As I ponder all this, I’m sitting with my mourning quilt on my lap. When Michael got his dire prognosis, he somehow had the presence of mind to realize how lonely and devastated I’d be after he was gone. So he set himself to the tasks of trying to leave me with tangible evidence of us that would remind me of what we had for a lifetime. This quilt is made from pieces of his clothing which he snuck out of the house to give to the person he commissioned to make it. Photos of our family and snippets of his passions and interests are screened on or sewn to it. Shirt pockets were stuffed with his business cards from all his jobs along with personal notes for me and our kids. We each got a pewter tag, seen below, to remind us of him. Mine is on my keychain and I carry his note in my purse.

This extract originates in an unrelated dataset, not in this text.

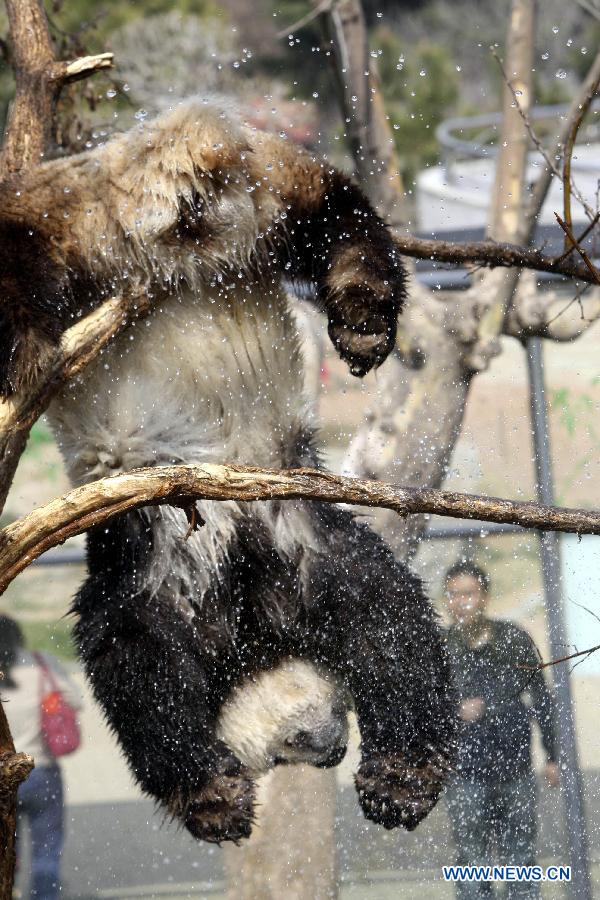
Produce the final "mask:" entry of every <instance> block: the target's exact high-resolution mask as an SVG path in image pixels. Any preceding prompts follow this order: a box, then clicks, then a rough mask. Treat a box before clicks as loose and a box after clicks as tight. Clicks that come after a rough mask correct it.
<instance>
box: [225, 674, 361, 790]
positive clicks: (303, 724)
mask: <svg viewBox="0 0 600 900" xmlns="http://www.w3.org/2000/svg"><path fill="white" fill-rule="evenodd" d="M348 708H349V701H348V696H347V694H346V692H345V690H344V688H343V687H342V686H341V685H340V683H339V682H338V681H336V679H335V678H334V677H333V675H331V674H330V673H329V672H327V671H326V670H324V669H322V668H318V667H317V666H315V665H314V664H313V663H310V662H307V661H306V660H300V659H294V658H288V659H285V660H283V661H282V662H280V663H279V665H278V666H277V667H276V668H273V669H268V670H265V671H260V672H257V673H255V674H254V675H253V676H251V677H250V678H247V679H246V680H245V681H243V682H242V683H241V684H239V685H238V686H237V687H235V688H234V689H233V691H232V692H231V694H230V695H229V697H228V698H227V699H226V701H225V703H224V704H223V706H222V707H221V710H220V712H219V718H218V722H217V737H218V738H219V739H220V740H222V741H224V743H226V744H227V746H228V747H229V748H230V749H231V750H232V751H233V752H234V753H235V755H236V756H237V757H238V759H239V760H240V761H241V762H242V763H243V764H244V765H245V766H247V768H248V769H250V771H251V772H252V773H253V774H254V775H261V774H263V773H264V772H267V771H268V770H269V769H272V768H273V767H274V766H276V765H281V764H286V763H310V764H311V765H314V766H319V767H321V768H328V767H330V766H335V765H337V764H338V763H339V762H341V760H342V759H343V757H344V754H345V752H346V744H347V741H348Z"/></svg>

He made me three CD’s, adding the artwork, which commemorated our love through music we’d shared. And he designed a piece of jewelry for me, inscribed in his own handwriting, a testimony to our forty five years together. Things are things are things, but now and again, they are so much more than that. I feel great solace from his efforts to provide sustenance for me in his absence. As years are going by, he remains with me in ways I couldn’t have anticipated.
My life is still a good life. I have love and friendship, health and wide-ranging interests. I can take care of myself in all ways and have my independence. What is opposite from my life with Michael is that he is no longer at the center of my daily existence. I’m continuing to adapt to that disparate feeling after leading the bulk of my life so differently. But I appreciate how lucky I’ve been to have experienced the richness of my primary relationship and the intimate bonded family we made. Everyone is not so lucky. Although I’m selfish enough to wish we could’ve died together after another 25 years, I’m unselfish enough to know that the world is filled with people who are in infinitely worse shape than me. That’s always been true and always will be. What I can say is that if you stay conscious about how life works and if you want to ease the future pain of your loved ones, you can do something about that, right here and right now. No one gets to protect anyone completely from what goes along with experiencing life’s highs and lows. But you can provide comfort that lasts forever. These are my late night thoughts before tomorrow’s Thanksgiving tradition, missing Michael, with Michael, harboring the opposite feelings inside me for what I imagine will be the rest of my life. The risks were worth it. No regrets.
A happy holiday to those who celebrate it. And who are trying their best in this world of conflicts.